Applying for student finance is done directly through the Student Finance Wales website.
The online application system for full-time undergraduate students applying for 2018/19 and 2019/20 is now live. The application system for full-time students starting their course in 2019/20 will be open in the spring. Part-time and postgraduate students starting a course in the 2019/20 academic year will be able to apply in early summer.
Remember you can apply for grants and loans to help with your living costs and a loan to cover your tuition fees upfront.
Student Finance Wales is a service delivered by the Student Loans Company. It provides student finance on behalf of the Welsh Government to students from Wales entering higher education in the UK.
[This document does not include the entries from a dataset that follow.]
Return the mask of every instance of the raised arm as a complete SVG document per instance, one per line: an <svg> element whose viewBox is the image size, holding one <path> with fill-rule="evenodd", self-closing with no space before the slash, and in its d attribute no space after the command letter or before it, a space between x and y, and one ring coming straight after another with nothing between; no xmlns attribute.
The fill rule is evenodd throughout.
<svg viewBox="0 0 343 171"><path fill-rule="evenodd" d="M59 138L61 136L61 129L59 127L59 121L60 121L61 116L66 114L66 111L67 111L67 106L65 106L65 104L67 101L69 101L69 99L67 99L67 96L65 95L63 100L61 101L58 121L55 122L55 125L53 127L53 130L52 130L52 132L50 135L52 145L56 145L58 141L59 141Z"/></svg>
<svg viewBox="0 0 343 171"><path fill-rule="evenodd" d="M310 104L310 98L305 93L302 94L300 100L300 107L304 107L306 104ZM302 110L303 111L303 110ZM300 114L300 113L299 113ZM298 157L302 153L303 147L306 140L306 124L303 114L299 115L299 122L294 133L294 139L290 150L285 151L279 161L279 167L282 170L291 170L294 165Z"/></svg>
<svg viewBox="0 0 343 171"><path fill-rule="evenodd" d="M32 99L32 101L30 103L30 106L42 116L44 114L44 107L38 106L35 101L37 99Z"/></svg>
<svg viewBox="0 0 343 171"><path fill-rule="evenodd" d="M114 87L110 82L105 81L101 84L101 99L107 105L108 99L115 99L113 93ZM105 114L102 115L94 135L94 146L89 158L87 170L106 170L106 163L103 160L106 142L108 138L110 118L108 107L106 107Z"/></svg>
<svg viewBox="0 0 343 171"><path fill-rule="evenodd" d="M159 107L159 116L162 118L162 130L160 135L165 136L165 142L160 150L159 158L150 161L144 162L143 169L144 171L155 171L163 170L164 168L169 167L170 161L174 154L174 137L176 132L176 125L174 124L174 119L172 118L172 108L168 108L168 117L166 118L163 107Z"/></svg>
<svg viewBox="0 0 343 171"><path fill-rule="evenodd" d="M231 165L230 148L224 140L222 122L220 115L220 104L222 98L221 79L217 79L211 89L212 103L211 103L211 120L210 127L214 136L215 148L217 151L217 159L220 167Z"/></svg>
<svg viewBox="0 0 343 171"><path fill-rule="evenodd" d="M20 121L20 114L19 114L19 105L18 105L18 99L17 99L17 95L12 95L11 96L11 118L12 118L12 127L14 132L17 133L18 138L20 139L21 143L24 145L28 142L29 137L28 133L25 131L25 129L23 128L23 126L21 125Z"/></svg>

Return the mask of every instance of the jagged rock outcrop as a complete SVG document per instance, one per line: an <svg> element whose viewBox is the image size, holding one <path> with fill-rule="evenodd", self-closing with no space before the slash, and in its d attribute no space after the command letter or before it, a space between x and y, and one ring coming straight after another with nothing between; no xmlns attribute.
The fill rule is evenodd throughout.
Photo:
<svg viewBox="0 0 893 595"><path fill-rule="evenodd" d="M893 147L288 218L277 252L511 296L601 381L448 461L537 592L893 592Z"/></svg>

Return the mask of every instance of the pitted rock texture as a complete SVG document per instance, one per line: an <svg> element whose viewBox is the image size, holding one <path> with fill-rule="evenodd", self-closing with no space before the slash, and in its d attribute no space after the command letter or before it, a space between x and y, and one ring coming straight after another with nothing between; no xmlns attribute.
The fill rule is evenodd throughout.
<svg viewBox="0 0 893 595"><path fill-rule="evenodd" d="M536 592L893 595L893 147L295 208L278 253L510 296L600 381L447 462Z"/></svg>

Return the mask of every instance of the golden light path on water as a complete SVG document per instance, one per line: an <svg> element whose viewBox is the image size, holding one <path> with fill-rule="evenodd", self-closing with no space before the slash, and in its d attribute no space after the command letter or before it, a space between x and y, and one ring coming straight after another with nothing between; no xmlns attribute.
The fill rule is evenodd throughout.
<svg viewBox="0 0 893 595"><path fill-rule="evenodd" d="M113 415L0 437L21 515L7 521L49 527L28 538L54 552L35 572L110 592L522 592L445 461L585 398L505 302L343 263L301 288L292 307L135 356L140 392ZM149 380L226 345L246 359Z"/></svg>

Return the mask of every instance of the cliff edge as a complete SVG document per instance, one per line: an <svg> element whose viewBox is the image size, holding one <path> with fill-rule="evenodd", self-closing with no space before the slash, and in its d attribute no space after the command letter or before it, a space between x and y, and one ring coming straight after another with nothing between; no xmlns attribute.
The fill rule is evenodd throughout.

Why has the Welsh Government offered this support?
The latest National Income and Expenditure Survey shows that more than one third of Welsh-domiciled students have overdrafts, nearly one fifth have commercial credit, and one tenth are in arrears.
The Welsh Government recognises that money worries are a growing problem for students so we have introduced a new student finance system which means that money does not have to stand in the way.
By supporting living costs, it means that you don’t have to work long hours to earn money to cover living expenses, giving you more time to concentrate on your studies.
Wales is the first country in Europe to introduce comparable living cost support across full-time and part-time undergraduate study.